TWO COUSINS KNOW THEIR GEODES FROM THEIR AGATES

By JEAN WESTMOORE NeXt Editor
Updated: 03/14/07 6:33 AM

 Nathan Mutka has his favorite rocks, including a sparkling geode, amethyst and petrified wood, displayed under a special light in the basement of his Amherst home.

Kevin Freedman keeps his rock collection, including a piece of copper, a pretty green chunk of fluorite/galena and blocks of halite from a salt mine in Sicily on shelves in the bedroom of his Grand Island home.

The cousins, who were born 10 days apart, share a love of rock collecting inherited from their grandmother, Maryann Saccomando Freedman, who is a longtime member of the Buffalo Geological Society.

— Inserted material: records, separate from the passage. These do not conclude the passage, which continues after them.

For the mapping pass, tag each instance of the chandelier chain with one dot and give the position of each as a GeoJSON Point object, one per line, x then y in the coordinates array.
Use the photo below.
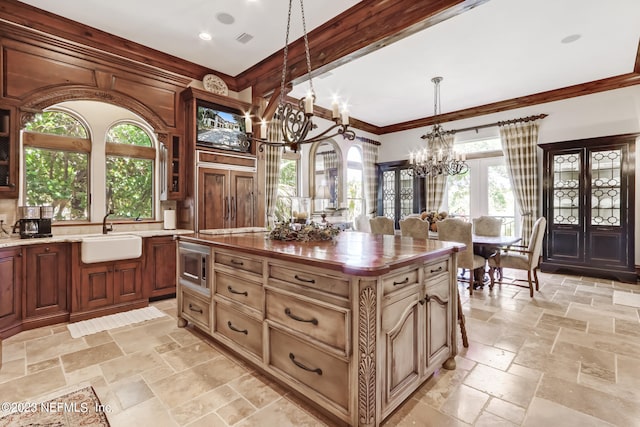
{"type": "Point", "coordinates": [306, 48]}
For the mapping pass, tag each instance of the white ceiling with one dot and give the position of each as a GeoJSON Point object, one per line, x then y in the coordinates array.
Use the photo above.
{"type": "Point", "coordinates": [499, 50]}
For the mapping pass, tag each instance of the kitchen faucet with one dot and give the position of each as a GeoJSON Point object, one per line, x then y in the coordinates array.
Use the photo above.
{"type": "Point", "coordinates": [106, 229]}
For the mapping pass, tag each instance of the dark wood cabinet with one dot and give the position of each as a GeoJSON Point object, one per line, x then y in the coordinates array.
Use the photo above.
{"type": "Point", "coordinates": [47, 280]}
{"type": "Point", "coordinates": [400, 192]}
{"type": "Point", "coordinates": [106, 288]}
{"type": "Point", "coordinates": [226, 198]}
{"type": "Point", "coordinates": [8, 154]}
{"type": "Point", "coordinates": [10, 290]}
{"type": "Point", "coordinates": [589, 189]}
{"type": "Point", "coordinates": [159, 266]}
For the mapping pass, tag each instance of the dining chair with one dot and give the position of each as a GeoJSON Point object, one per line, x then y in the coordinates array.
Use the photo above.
{"type": "Point", "coordinates": [414, 227]}
{"type": "Point", "coordinates": [487, 226]}
{"type": "Point", "coordinates": [382, 225]}
{"type": "Point", "coordinates": [361, 223]}
{"type": "Point", "coordinates": [457, 230]}
{"type": "Point", "coordinates": [520, 257]}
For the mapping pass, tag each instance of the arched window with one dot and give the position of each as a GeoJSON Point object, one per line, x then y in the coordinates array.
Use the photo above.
{"type": "Point", "coordinates": [129, 156]}
{"type": "Point", "coordinates": [355, 182]}
{"type": "Point", "coordinates": [56, 164]}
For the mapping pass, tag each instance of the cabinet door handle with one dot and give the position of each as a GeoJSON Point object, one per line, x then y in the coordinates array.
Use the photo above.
{"type": "Point", "coordinates": [435, 298]}
{"type": "Point", "coordinates": [406, 280]}
{"type": "Point", "coordinates": [233, 208]}
{"type": "Point", "coordinates": [233, 291]}
{"type": "Point", "coordinates": [302, 279]}
{"type": "Point", "coordinates": [233, 328]}
{"type": "Point", "coordinates": [194, 308]}
{"type": "Point", "coordinates": [313, 320]}
{"type": "Point", "coordinates": [301, 366]}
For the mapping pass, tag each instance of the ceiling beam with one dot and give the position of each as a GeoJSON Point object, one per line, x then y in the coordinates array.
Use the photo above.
{"type": "Point", "coordinates": [582, 89]}
{"type": "Point", "coordinates": [362, 29]}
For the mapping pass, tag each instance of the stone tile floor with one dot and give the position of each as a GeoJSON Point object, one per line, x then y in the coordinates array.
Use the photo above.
{"type": "Point", "coordinates": [567, 357]}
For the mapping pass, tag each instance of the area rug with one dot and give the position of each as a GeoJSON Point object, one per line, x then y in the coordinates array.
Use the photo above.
{"type": "Point", "coordinates": [626, 298]}
{"type": "Point", "coordinates": [79, 408]}
{"type": "Point", "coordinates": [112, 321]}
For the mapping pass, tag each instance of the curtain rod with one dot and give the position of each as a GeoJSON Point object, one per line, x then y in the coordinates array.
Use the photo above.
{"type": "Point", "coordinates": [501, 123]}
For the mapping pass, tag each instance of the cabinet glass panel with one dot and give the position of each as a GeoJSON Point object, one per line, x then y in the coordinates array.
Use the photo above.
{"type": "Point", "coordinates": [389, 194]}
{"type": "Point", "coordinates": [605, 187]}
{"type": "Point", "coordinates": [566, 189]}
{"type": "Point", "coordinates": [406, 192]}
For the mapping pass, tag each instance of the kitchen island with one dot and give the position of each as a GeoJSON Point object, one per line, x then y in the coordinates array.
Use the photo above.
{"type": "Point", "coordinates": [354, 325]}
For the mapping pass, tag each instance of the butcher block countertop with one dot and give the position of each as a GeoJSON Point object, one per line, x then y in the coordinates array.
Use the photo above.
{"type": "Point", "coordinates": [352, 252]}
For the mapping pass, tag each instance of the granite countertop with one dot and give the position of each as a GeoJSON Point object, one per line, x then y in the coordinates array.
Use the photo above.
{"type": "Point", "coordinates": [15, 240]}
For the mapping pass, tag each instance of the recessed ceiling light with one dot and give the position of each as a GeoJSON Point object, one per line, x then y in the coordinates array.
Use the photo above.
{"type": "Point", "coordinates": [225, 18]}
{"type": "Point", "coordinates": [570, 39]}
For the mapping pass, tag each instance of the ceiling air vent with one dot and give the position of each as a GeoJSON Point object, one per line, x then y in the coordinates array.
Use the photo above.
{"type": "Point", "coordinates": [244, 38]}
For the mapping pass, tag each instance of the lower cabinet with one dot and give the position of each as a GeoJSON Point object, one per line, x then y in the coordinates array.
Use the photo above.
{"type": "Point", "coordinates": [10, 290]}
{"type": "Point", "coordinates": [47, 280]}
{"type": "Point", "coordinates": [109, 284]}
{"type": "Point", "coordinates": [159, 266]}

The boys last spring became the first junior exhibitors ever to win Best in Show for their exhibit on pyrite (or fool’s gold) at the society’s Gem, Mineral and Fossil Show at the Hamburg Fairgrounds. For months they’ve been hard at work on their display on this year’s theme: “Agate: Nature’s Stained Glass Window.”

Nathan, a fifth-grader at the Kadimah School of Buffalo, is partial to amethysts, valued for their beautiful purple color.

His rocks are stored in clear-plastic storage bins with favorites on a high shelf under lights. “This is my display of really cool rocks. I like the color, I like how it sparkles,” he says. He shows off a bright yellow citrine, which he made starting with a plain rock and a mixture from a crystal kit. Another favorite is the vial of gold specks his grandmother brought him from Alaska.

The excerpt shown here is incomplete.